Maszyna do szycia bez użycia nici czyli co to jest Sew Cool Sewing Machine?

http://decomade.pl/produkt/2113-sew-cool-maszyna-do-szycia
Polski producent klocków - Cobi - prócz własnych produktów zajmuje się również importem zabawek. I o ile zazwyczaj ich firma kojarzy się z ofertą raczej dla chłopców śmiem donieść, iż zajęli się dystrybucją maszyny i akcesoriów do szycia z serii Sew Cool Sewing Studio.

Powiecie fajowo - maszyna do szycia na tyle bezpieczna by mogły używać jej sześciolatki!

To przypomniało mi moją pierwszą przygodę z maszyną do szycia - niebieską, plastikową zabawką na korbkę, którą mama kupiła 'od ruskich' jak miałam może 7 lat. Szycie na niej było mordęgą, ale pamiętam, że udało mi się uszyć jakąś sukienkę dla laki (czytaj - zszyte 2 boki i doszyte tasiemki na ramiączka;>). I oczywiście kochałam ją przez równe 5-6 dni :). Do szycia wróciłam już jako nastolatka pedałując na babcinym Singerze :)

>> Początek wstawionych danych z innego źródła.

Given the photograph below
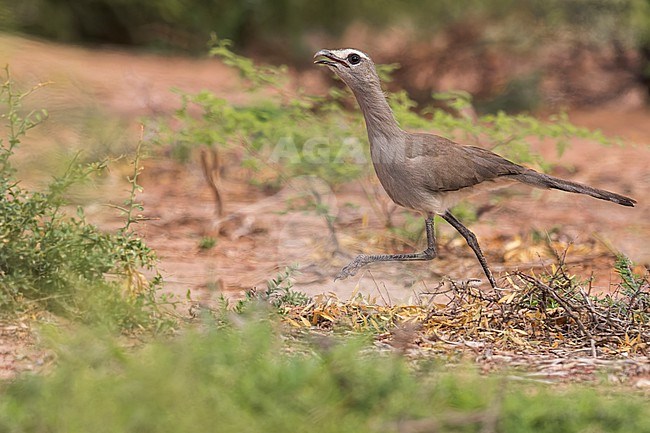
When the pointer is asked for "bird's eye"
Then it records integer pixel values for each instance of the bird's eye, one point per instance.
(354, 58)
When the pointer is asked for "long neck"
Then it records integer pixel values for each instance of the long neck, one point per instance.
(380, 120)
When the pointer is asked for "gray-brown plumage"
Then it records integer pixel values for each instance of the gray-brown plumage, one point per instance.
(426, 172)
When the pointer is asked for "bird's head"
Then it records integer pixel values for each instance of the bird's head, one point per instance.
(354, 67)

Dziś jak patrzę jakie cudeńka produkowane są z myślą o dziewczynkach, to gdzieś w okolicy żołądka ściska mnie zazdrość. I myślę sobie, Bozi, co ja bym zrobiła, gdybym w dzieciństwie miała tę maszynę. Co zabawniejsze czasem myślę, że fajnie byłoby mieć ją dziś i móc się pobawić :). I tak ciekawość wzięła górę i postanowiłam chociaż o tym intrygującym produkcie poczytać.
 
I tak - na stronie dystrybutora nie ma wzmianki o tym jak działa maszyna. Możecie się natomiast dowiedzieć, że działa i to bez wykorzystania nici, gwarantując tym samym, że dziecko nie zszyje sobie palców i nie będzie mieć problemów z plątaniem się nici. Podobne treści znajdziecie na stronie oficjalnego producenta. O tutaj. Włącznie z masą fotek, projektów i filmikiem zachęcającym dziewczynki do szycia.

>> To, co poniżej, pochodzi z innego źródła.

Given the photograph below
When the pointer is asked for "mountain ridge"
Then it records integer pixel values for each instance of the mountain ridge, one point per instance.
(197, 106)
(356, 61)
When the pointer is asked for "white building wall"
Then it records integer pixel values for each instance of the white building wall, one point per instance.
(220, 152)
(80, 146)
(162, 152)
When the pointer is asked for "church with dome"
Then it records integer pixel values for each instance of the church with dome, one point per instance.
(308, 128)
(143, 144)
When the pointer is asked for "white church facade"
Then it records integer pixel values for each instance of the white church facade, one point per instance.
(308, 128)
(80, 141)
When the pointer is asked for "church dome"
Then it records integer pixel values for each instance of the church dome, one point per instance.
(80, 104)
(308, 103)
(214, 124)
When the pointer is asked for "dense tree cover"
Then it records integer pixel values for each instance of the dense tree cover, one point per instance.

Dowiecie się ile fajnych dodatków producent daje 'na start' i ile można dodatkowo zakupić. Zobaczycie, że szycie tą maszyną wydaje się być niesamowicie proste i może sprawić frajdę Waszemu dziecku. I jak ja pomyślicie, że to może być właściwy prezent na zbliżającą się gwiazdkę.


Ale zanim wydacie 150-230 złotych, może jednak warto dowiedzieć się co to za ustrojstwo i czy faktycznie warto je kupić. Ja Wam tego nie powiem - nie będzie mi raczej dane przetestowanie tego urządzenia. Jednak postanowiłam ułatwić przynajmniej niektórym mamom życie i pogrzebać w sieci.

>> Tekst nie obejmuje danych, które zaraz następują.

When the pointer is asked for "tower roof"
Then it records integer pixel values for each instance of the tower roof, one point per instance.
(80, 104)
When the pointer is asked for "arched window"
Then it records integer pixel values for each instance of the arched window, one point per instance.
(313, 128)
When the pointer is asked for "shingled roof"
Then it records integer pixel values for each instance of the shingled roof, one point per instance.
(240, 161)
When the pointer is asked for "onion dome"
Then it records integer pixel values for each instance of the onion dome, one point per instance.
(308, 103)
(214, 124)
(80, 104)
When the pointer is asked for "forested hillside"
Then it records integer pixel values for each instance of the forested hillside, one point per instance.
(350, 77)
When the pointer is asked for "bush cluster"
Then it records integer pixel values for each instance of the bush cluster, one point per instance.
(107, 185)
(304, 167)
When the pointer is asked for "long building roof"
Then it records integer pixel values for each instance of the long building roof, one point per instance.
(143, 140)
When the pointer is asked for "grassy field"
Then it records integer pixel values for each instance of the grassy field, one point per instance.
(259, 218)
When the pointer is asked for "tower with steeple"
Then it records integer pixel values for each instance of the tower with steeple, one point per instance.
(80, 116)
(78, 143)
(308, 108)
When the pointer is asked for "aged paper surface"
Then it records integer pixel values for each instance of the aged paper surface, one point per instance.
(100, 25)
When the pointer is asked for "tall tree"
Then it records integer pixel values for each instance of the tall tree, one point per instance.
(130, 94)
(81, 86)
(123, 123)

Znalazłam kilka anglojęzycznych recenzji z czego najbardziej trafne prezentuję poniżej:

Jedna napisana przez - uwaga - mężczyznę, recenzenta głównie telefonów komórkowych, jednak szczęśliwego (mam wrażenie) posiadacza córki lat 8 (na czas pisania recki)

Drugi tekst przygotowała blogerka Christina Morld specjalizująca się w ocenie maszyn do szycia, co czyni ją bardzo wiarygodną jako testerkę maszyny Sew Cool

Obie recenzje są zgodne co do jednego - Sew Cool jest przede wszystkim ZABAWKĄ - bardzo bajerancką, zdecydowanie zachwycającą i mogącą zauroczyć małe kobitki, jednak wciąż zabawką. 



Dlatego przed zakupem warto zastanowić się czy tego właśnie szukacie dla swojego dziecka. 

Nie jest to też bowiem maszyna do szycia. Jej działanie jest bardziej zbliżone do filcowania. W bezpiecznej, plastikowej obudowie znajdują się wszakże igły, ale ich zadaniem jest przebicie jednej warstwy filcu drugą warstwą filcu. 

Producent przygotował wiele gotowych zestawów do zakupienia działających tylko z maszyną Sew Cool. Oficjalnie też podkreśla, że żadne inne materiały nie mogą być używane. Recenzenci na szczęście sprawdzili tę tezę i stanowczo jej zaprzeczają. Nie ma więc ryzyka, że po zakupie drogiej zabawki, konieczne będzie dokupowanie do niej drogich dodatków :). Maszyna działa również z innymi tkaninami.

Pojawiła się też kwestia ewentualnego uszkodzenia. Chociaż testujący zapewnili, że jakościowo maszyna jest bardzo dobrze zrobiona, to jednak jest to zabawka i do jako takiej nie przewidziano części zamiennych, z czym mamy do czynienia przy normalnych maszynach do szycia. 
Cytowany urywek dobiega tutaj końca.